UAE investors in dollar bonds fear a dirham appreciation because this would reduce returns in local currency, and when the bonds mature they would be paid less than they had agreed to lend in dirham terms.
Both sales had already been affected by the credit crisis.
Dewa set initial yield guidance of about 120 basis points over five-year London interbank offered rate (LIBOR) on its Islamic bonds to raise more than $2 billion.
It then cut the maturity of the bond from five to three years and revised guidance to 100 basis points over three-year LIBOR to reduce borrowing costs, arrangers said yesterday.

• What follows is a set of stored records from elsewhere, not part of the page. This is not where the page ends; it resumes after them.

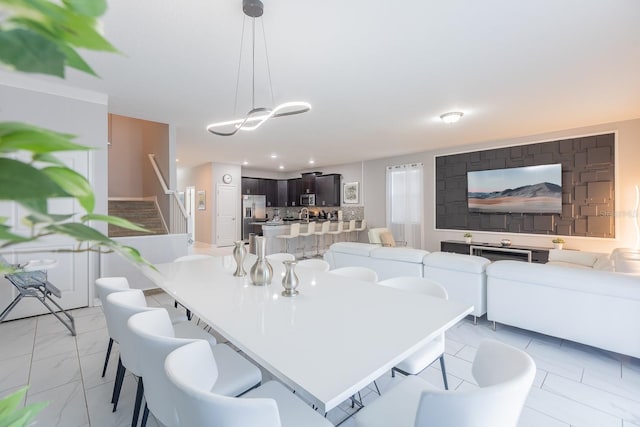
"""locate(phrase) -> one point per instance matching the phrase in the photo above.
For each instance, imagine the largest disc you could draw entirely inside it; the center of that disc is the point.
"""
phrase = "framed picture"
(350, 192)
(202, 200)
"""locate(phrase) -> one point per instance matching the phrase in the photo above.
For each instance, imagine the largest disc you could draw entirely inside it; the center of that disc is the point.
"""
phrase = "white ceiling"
(376, 72)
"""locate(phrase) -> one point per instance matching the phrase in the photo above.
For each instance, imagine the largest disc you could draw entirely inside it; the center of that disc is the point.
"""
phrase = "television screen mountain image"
(531, 189)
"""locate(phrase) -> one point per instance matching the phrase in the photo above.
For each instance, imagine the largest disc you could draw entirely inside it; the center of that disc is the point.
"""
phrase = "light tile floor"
(575, 385)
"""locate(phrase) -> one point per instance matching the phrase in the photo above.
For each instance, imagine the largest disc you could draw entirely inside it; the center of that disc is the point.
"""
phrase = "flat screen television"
(529, 189)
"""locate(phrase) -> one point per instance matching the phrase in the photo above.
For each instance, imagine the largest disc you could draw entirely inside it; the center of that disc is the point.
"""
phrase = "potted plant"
(558, 243)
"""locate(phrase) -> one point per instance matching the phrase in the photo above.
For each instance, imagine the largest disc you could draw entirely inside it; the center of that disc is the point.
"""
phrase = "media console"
(496, 252)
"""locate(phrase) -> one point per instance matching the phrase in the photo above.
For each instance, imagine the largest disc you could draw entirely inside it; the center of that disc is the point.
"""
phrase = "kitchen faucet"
(302, 211)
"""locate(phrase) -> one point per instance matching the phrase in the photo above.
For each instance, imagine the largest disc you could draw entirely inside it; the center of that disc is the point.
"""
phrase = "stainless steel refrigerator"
(253, 209)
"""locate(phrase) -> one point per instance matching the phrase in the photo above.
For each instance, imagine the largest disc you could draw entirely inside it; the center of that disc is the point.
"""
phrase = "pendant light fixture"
(256, 115)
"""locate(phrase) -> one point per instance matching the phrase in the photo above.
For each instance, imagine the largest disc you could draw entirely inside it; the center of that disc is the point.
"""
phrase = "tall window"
(405, 207)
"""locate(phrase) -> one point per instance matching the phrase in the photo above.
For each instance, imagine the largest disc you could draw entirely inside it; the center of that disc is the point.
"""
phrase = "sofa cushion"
(457, 262)
(399, 254)
(387, 239)
(586, 259)
(354, 248)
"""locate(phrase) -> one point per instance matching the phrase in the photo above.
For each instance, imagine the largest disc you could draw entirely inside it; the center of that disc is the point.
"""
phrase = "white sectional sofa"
(463, 276)
(587, 305)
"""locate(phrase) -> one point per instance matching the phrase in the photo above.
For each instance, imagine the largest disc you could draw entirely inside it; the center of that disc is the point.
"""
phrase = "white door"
(71, 273)
(226, 215)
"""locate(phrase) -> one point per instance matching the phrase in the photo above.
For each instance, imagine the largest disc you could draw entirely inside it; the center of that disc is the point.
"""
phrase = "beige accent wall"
(130, 172)
(627, 176)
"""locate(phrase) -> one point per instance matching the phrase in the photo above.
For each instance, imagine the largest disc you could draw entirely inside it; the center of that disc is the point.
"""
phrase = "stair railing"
(177, 212)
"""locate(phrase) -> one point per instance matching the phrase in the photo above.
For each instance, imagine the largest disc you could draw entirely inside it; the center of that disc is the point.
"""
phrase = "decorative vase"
(239, 253)
(261, 272)
(290, 280)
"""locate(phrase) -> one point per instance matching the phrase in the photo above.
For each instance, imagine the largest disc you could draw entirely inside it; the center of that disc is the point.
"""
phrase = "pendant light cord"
(235, 103)
(266, 54)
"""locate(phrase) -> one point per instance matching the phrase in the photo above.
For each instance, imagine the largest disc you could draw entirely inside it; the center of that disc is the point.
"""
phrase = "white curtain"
(405, 207)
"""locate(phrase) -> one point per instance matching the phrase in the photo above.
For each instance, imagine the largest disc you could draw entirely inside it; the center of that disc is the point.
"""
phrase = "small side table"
(32, 282)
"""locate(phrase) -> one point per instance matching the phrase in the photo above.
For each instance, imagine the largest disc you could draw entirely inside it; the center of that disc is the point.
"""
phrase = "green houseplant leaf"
(30, 52)
(11, 415)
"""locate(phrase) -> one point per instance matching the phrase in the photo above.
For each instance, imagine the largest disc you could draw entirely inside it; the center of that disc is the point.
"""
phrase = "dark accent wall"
(588, 199)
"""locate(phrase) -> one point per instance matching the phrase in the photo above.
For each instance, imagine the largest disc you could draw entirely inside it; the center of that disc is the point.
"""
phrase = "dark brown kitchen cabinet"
(283, 193)
(250, 186)
(308, 183)
(271, 191)
(328, 190)
(294, 187)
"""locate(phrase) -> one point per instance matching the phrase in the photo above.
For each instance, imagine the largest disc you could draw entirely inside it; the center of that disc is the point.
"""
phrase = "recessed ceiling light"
(451, 117)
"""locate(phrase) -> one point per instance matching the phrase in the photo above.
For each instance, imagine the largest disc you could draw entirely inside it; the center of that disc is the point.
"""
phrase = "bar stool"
(311, 228)
(339, 230)
(363, 226)
(294, 232)
(324, 229)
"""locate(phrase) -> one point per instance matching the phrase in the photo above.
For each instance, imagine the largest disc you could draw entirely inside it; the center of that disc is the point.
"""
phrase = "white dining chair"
(356, 272)
(324, 229)
(193, 372)
(294, 232)
(314, 264)
(363, 226)
(104, 287)
(155, 339)
(310, 231)
(350, 230)
(187, 258)
(504, 375)
(422, 358)
(121, 306)
(280, 257)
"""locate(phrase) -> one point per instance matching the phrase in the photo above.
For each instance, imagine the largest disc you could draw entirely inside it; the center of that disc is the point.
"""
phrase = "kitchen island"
(271, 229)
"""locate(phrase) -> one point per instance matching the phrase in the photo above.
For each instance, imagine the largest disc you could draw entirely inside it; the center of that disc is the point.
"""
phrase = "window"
(405, 207)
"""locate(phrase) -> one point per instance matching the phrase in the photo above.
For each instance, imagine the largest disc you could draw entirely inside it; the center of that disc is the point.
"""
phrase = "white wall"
(69, 110)
(206, 177)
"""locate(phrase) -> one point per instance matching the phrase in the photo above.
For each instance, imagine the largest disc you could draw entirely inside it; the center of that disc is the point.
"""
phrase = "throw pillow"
(387, 239)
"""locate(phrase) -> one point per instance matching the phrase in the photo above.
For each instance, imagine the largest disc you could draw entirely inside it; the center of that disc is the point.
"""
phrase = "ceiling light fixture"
(451, 117)
(256, 115)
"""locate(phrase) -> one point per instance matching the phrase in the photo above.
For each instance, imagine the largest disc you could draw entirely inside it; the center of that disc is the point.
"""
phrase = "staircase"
(142, 212)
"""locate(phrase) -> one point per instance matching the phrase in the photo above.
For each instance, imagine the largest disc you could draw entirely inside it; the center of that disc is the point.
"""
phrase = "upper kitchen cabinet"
(251, 186)
(271, 191)
(283, 193)
(308, 183)
(328, 190)
(294, 188)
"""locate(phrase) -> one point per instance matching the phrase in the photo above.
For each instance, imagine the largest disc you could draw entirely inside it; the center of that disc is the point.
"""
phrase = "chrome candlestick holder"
(261, 272)
(239, 252)
(290, 280)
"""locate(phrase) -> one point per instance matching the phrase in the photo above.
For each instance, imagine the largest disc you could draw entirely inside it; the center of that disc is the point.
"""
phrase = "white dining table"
(331, 340)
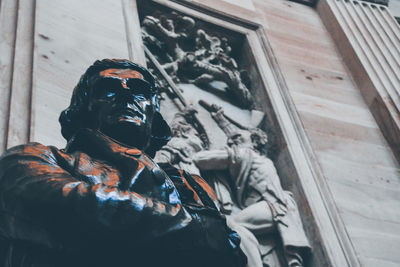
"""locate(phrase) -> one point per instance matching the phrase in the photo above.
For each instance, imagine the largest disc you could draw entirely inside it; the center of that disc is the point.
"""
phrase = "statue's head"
(118, 98)
(254, 138)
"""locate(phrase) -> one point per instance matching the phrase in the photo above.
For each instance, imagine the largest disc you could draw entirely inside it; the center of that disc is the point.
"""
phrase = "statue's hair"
(77, 115)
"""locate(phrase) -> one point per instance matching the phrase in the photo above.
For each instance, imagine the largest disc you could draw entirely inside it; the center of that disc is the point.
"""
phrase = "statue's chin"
(129, 131)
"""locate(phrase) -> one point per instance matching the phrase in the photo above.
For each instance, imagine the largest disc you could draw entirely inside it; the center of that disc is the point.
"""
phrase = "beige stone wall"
(358, 166)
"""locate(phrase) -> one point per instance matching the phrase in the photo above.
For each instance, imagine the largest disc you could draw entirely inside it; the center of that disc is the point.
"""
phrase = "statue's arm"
(212, 160)
(36, 190)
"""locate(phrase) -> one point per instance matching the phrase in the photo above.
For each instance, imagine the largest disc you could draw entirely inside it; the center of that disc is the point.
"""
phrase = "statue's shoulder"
(32, 150)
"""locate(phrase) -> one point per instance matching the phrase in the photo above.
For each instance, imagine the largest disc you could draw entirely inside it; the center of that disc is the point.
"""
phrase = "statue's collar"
(99, 145)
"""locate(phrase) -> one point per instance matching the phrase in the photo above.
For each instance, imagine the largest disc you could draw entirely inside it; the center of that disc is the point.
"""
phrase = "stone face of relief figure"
(103, 200)
(265, 206)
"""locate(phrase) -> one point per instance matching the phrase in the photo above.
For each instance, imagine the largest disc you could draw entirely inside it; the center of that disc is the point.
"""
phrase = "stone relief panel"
(207, 98)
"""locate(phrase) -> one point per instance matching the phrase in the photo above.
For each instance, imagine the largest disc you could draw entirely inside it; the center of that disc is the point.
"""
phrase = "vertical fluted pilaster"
(369, 39)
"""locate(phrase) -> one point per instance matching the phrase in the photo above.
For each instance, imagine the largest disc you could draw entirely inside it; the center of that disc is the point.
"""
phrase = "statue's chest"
(135, 174)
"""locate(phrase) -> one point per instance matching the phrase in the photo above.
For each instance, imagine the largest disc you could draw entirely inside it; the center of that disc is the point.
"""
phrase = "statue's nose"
(124, 85)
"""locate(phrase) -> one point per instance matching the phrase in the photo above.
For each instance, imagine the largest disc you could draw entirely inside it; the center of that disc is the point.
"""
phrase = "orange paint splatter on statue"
(122, 74)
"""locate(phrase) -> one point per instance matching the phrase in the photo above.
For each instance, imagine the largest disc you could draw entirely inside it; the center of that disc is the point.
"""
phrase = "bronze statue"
(103, 201)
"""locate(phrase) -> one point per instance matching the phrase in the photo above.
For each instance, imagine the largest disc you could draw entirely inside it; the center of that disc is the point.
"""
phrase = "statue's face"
(122, 103)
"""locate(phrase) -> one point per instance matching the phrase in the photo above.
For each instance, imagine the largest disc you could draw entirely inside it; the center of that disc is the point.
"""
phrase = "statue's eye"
(141, 89)
(106, 88)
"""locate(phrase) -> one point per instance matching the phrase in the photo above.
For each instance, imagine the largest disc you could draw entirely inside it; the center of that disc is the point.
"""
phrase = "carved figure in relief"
(210, 61)
(184, 144)
(103, 201)
(265, 205)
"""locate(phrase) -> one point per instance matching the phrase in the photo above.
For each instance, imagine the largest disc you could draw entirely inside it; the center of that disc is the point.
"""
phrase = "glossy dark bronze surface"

RAKIA gave initial guidance of 150 basis points over LIBOR for an estimated $500 million sale. Dubai and Ras Al Khaimah are members of the UAE federation.
The cost of borrowing in the Gulf Arab Islamic bond market has surged since U.S. mortgage defaults triggered a global credit crunch in July.
Dubai International Financial Centre, owned by the government of Dubai like Dewa, priced a $1.25 billion five-year Islamic bond, or sukuk, at 42 basis points over LIBOR in June.
“The prices are absolutely ridiculous,” said another banker who also asked not to be named. “It’s a combination of everything, the dollar falling and more credit write offs.”
Following a string of write-downs by U.S. banks such as Citigroup, Japan’s largest lender Mitsubishi UFJ Financial Group reported a 49 per cent drop in first-half profit yesterday due to losses on the credit market.
Despite the credit crunch, another Dubai government entity, Jebel Ali Free Zone, sold a dirham-denominated sukuk on Tuesday raising Dh7.5 billion ($2.04 billion).
The sale was oversubscribed, partly because investors were expecting the dirham to appreciate against the dollar for the first time since 1997, bankers said.
”There is so much talk about revaluation and de-pegging with the dollar that there was a large amount of interest from local, regional and international investors,” said a third banker who was involved in both the Dewa and Jebel Ali transactions.